Appare quanto meno “frettolosa” la delibera numero 1847, firmata da Castelli approvando un progetto dello stesso Marinazzo che già è responsabile del servizio Beni Monumentali, oltre a essere presidente dell’Ordine degli architetti. Una delibera in cui non è fatto alcun cenno a quanto costerà al Comune questo nuovo incarico per Marinazzo e che comunque presuppone un indirizzo del settore Monumentale che a rigor di logica sarebbe toccato al sindaco e alla nuova giunta, in quanto da inquadrare nel progetto di sviluppo e rilancio della città.

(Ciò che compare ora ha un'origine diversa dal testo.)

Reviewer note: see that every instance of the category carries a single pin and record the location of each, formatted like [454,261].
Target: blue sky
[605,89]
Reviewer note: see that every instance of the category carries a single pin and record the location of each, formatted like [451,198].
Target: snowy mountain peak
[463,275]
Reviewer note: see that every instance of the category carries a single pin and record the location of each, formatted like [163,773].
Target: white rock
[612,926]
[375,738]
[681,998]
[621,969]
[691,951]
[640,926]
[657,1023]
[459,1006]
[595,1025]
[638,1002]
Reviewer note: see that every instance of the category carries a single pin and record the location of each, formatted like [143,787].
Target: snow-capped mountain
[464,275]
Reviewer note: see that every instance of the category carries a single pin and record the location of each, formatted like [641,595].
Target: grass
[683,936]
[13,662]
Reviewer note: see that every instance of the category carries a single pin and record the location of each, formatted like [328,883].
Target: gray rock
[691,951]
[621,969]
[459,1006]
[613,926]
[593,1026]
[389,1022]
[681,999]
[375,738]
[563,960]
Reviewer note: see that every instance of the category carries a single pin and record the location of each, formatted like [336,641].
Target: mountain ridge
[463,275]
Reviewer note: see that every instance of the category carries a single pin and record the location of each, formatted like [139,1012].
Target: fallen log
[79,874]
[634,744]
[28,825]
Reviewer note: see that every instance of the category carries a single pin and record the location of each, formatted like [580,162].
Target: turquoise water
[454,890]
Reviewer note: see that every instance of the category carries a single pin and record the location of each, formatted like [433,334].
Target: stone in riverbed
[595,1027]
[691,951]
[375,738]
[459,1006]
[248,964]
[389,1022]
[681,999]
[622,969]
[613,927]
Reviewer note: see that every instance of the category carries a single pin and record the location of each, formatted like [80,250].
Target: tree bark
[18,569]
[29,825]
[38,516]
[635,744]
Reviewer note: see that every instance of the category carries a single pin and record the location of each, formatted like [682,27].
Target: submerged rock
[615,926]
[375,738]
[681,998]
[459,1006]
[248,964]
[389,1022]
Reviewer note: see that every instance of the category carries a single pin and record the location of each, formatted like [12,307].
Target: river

Altrove il “museo diffuso” è infatti frutto di una reale progettazione e programmazione che preveda la compartecipazione della cittadinanza tutta, in forma associata e non. A Brindisi, secondo Castelli, non deve essere così. Dalla delibera non si evince nulla su un reale progetto e costi relativi. In una città praticamente allo sfascio dal punto di vista monumentale, priva di manutenzione e servizi culturali e turistici di base, si pensa ad un museo diffuso che come cita il concetto di ecomuseo o museo: “L’ecomuseo o museo diffuso è un’istituzione culturale che assicura in modo permanente, su un dato territorio, le funzioni di ricerca, presentazione, valorizzazione di un insieme di beni naturali e culturali, rappresentativi di un ambiente e dei modi di vita che vi si succedono, con la partecipazione della popolazione stessa”.
Se un museo tradizionale espone una collezione, un museo diffuso o ecomuseo esprime il patrimonio culturale di una comunità o mentre un museo è collocato all’interno di un edificio, un ecomuseo è diffuso sul territorio,coinvolgendo soprattutto aree all’aperto. Il Museo diffuso è progettato “dal basso” e condiviso. A Brindisi il percorso è inverso, prima il direttore e poi tutto il resto. Non è ancora dato sapere che percorso virtuale è stato scelto, quali saranno i contenuti dei contenitori della messa in rete, l’unica novità che vi saranno visite guidate all’interno di questi beni,(personale non regolarmente iscritta all’albo delle guide turistiche) Nell’ambito della progettazione di un museo diffuso risulta importante e necessario uno studio di fattibilità, un elaborato realizzato ex ante in collaborazione con la cittadinanza (non si può parlare di museo diffuso senza il coinvolgimento della comunità locale) per individuare percorsi tematici e siti (musei, parchi urbani, memorie documentabili, architetture,chiese, piazze). Lo studio di fattibilità comprende attività sia di natura tecnica che di natura economica, il cui esito può essere favorevole o meno alla realizzazione del progetto. Si fa riferimento a diverse collezioni che potrebbero (forse) essere esposte in alcuni beni monumentali, sarebbe opportuno, quindi, definire innanzitutto realmente quali esse siano e dove andrebbero collocate e capire l’apparato museografico e allestivo. Oltre a capire l’aspetto, non secondario, ma assolutamente primario relativo alla gestione di tali spazi. Nella delibera insomma si parla di museo diffuso, di polo museale, di istituzione di un Museo di Arti e Tradizioni Popolari, delle armi, delle marionette, del costume, oltre ad un ampliamento di materiale archeologico,quindi di che si tratta?
La delibera firmata frettolosamente da Castelli sarà sicuramente riesaminata dal prossimo sindaco, perché in fondo non si può ricominciare con le stesse metodologie che sono state da poco interrotte. Qualcosa, prima o poi, dovrà cambiare.